Today on TheRacetotheBottom blog, Prof. J. Robert Brown Jr. of the University of Denver Law School took a playful poke at the Association of American Law Schools for its recent announcement (still on its website here) that SEC Chair Mary Jo White will be the inaugural speaker for its Showcase Speaker series. The AALS touted Chair White as "the only woman to hold the top position in the more than 200-year history of the SEC." (Screenshot for posterity).

 

In a post today entitled "The SEC and the Unexpected Role of the Founding Fathers," Prof. Brown wondered whether Mary Schapiro and Elisse Walters would be surprised to learn that White was the first woman SEC Chairman. Prof.
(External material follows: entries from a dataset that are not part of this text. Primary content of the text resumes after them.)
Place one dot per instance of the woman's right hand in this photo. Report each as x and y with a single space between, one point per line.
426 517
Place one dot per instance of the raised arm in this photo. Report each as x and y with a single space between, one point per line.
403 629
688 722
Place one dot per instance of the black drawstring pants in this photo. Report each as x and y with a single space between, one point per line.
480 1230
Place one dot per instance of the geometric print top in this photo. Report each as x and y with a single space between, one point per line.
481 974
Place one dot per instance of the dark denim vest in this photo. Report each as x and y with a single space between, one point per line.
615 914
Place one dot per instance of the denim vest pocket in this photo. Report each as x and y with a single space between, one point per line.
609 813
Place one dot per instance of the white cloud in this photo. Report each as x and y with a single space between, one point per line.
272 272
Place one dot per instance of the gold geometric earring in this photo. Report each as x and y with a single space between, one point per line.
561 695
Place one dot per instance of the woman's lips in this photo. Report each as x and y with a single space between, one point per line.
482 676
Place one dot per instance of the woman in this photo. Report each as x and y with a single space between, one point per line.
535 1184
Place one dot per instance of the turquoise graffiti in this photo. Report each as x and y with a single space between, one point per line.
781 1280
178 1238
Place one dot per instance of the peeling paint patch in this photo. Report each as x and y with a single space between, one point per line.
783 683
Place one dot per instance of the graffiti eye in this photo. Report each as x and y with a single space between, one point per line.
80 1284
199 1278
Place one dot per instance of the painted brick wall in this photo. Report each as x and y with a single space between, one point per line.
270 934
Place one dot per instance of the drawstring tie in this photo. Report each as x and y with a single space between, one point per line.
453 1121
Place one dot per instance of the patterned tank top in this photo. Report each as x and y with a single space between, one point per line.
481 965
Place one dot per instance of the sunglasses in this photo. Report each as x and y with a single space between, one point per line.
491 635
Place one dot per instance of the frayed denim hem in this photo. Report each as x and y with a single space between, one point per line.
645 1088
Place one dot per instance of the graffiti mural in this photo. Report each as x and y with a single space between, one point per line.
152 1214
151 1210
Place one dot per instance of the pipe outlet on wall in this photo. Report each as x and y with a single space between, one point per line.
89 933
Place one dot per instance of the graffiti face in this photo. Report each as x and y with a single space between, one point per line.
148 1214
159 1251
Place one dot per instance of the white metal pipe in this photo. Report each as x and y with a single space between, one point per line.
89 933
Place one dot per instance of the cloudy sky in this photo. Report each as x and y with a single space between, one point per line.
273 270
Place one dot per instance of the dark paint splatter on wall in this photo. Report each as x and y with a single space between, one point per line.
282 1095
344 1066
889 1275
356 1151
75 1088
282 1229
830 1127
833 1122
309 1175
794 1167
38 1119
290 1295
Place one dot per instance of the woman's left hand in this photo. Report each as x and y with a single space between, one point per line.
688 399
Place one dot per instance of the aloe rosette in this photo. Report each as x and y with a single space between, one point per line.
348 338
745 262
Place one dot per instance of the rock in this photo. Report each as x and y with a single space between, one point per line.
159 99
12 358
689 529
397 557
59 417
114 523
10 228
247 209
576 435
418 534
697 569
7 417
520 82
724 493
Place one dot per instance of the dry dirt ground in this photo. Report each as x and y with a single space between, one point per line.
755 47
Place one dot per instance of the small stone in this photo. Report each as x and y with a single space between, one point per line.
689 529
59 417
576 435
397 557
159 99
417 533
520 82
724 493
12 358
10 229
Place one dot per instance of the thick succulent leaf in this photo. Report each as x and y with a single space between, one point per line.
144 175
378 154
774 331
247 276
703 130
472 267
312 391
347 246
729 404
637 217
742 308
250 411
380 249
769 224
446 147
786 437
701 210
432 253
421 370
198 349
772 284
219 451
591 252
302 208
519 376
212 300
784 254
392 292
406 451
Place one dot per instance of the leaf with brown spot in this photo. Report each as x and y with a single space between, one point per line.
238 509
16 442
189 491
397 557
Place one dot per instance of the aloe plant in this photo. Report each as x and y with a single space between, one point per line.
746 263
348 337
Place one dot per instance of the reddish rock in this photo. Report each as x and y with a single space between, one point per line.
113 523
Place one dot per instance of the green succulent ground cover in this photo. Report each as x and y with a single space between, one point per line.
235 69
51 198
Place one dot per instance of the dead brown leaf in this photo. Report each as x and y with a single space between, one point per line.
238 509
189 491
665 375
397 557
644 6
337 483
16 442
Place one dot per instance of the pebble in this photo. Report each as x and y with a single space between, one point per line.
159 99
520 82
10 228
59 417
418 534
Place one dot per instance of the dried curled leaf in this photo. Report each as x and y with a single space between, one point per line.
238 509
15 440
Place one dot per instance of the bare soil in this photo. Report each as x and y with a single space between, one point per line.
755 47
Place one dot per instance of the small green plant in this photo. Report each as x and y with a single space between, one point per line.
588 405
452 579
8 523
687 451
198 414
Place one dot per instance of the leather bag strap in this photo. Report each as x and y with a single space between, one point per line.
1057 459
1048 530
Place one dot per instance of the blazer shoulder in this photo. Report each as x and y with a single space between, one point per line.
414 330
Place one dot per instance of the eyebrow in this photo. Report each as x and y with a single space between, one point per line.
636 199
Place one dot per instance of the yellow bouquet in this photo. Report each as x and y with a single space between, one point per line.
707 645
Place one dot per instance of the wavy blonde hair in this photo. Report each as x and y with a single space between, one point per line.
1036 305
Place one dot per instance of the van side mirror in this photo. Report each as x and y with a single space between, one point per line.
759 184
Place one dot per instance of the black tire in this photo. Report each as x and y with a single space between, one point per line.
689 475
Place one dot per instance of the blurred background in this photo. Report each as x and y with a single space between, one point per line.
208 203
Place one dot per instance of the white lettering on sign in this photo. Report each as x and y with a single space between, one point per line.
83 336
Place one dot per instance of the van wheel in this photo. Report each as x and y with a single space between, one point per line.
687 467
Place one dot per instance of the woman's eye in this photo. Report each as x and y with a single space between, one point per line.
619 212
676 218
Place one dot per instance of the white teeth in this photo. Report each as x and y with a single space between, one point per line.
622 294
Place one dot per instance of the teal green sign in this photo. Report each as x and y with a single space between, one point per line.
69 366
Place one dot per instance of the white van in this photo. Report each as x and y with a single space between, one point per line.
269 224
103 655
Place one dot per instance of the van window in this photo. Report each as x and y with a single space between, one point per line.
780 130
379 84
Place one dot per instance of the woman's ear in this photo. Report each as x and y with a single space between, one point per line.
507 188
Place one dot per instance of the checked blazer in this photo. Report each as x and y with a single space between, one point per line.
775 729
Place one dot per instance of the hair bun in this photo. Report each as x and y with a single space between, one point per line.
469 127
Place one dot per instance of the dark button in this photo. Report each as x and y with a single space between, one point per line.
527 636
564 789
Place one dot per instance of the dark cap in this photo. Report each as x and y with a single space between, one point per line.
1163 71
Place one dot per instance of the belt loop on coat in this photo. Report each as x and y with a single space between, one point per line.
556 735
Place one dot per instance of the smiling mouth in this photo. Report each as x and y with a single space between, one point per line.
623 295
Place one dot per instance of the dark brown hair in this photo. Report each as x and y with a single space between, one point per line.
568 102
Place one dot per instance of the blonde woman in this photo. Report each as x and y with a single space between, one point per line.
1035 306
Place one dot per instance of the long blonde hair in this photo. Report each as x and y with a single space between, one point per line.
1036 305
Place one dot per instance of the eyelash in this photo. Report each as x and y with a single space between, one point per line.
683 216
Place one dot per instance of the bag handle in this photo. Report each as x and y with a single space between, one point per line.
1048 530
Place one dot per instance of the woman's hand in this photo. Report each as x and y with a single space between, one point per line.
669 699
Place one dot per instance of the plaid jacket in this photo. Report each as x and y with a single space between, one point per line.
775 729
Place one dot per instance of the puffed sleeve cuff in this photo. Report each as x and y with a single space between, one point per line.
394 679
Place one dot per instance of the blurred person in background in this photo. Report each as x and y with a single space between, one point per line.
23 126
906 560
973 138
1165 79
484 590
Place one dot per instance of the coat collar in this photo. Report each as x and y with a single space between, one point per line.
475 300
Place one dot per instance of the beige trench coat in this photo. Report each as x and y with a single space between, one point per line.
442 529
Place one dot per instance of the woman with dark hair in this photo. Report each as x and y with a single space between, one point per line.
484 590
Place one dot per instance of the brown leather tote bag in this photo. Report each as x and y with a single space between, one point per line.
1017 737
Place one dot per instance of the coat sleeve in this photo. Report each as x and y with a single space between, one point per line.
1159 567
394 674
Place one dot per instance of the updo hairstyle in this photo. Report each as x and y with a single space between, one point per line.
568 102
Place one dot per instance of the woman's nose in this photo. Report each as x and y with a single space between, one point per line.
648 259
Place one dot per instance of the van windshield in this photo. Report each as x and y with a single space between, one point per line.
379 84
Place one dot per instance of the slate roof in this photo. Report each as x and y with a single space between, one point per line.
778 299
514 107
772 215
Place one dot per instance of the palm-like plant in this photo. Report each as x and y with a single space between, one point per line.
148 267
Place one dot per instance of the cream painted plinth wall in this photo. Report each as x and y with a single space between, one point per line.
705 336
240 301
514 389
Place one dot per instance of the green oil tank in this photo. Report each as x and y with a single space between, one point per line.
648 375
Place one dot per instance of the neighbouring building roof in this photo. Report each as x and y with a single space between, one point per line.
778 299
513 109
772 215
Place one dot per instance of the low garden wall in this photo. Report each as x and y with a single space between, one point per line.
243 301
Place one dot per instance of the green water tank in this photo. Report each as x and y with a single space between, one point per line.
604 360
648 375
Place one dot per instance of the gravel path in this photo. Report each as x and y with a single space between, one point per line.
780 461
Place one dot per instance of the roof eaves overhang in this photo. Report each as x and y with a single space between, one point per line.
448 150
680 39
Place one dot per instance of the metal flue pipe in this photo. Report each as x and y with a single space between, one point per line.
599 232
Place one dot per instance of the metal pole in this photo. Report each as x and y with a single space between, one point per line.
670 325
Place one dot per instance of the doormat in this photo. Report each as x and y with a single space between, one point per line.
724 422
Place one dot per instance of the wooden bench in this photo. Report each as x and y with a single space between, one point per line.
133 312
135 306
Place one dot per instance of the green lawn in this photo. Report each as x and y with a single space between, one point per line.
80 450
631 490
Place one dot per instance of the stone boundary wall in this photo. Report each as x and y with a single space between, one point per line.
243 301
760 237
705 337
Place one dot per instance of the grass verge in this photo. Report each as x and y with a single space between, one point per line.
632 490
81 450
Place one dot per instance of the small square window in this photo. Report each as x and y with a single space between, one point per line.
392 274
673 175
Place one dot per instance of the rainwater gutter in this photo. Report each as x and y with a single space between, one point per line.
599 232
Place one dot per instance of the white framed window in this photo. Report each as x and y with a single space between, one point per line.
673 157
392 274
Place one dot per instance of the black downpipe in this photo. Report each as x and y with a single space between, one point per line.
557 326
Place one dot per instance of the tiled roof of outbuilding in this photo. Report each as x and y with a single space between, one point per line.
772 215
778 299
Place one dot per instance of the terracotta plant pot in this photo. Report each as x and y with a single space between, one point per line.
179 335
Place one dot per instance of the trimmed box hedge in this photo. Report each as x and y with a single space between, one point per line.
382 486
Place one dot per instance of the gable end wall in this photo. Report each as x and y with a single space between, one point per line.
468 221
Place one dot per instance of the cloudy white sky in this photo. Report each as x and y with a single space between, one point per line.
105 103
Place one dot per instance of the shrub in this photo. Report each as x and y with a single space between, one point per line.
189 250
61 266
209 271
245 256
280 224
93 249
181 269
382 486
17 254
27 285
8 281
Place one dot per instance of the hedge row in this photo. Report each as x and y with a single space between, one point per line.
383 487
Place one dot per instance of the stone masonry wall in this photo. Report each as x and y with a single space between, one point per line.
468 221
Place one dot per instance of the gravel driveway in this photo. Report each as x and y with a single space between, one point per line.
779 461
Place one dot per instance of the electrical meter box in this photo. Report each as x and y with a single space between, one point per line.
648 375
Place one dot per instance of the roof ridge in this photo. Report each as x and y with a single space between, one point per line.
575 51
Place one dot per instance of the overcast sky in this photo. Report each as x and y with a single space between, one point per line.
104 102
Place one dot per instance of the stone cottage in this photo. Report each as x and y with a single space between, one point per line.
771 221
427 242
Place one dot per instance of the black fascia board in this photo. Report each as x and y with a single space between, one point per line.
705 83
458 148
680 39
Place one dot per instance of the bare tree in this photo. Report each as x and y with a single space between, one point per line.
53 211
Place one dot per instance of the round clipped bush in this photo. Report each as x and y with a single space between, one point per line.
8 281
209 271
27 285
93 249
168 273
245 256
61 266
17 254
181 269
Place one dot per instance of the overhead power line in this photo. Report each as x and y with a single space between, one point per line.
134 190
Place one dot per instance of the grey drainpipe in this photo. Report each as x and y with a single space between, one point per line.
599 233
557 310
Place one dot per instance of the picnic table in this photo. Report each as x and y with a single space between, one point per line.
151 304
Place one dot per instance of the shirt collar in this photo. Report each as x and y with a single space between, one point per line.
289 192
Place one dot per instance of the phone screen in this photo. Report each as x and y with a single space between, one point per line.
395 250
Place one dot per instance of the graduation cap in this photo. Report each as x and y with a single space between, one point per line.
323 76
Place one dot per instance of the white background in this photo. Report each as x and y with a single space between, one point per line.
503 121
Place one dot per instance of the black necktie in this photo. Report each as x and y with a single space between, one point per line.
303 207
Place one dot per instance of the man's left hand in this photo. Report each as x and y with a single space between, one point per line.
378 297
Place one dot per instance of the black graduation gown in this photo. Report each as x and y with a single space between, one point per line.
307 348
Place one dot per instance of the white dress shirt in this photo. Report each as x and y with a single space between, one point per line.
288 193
Brown also did the math to conclude that a "200-year-old" SEC would have been created in 1814, or "smack in the midst of the War of 1812." In fact, Prof. Brown asserted, "the founding father of the SEC is Franklin Roosevelt (the agency was created in 1934) not James Madison.  The AALS notwithstanding, the SEC cannot tie its roots to the heroes of the Revolutionary War period." I guess Prof. Brown and the AALS will just have to agree to disagree here.

 

It is pretty clear that the AALS announcement is simply a misreading of Chair White's bio rather than an alternate version of SEC and U.S. history, Still, this is an amusing catch by Prof. Brown.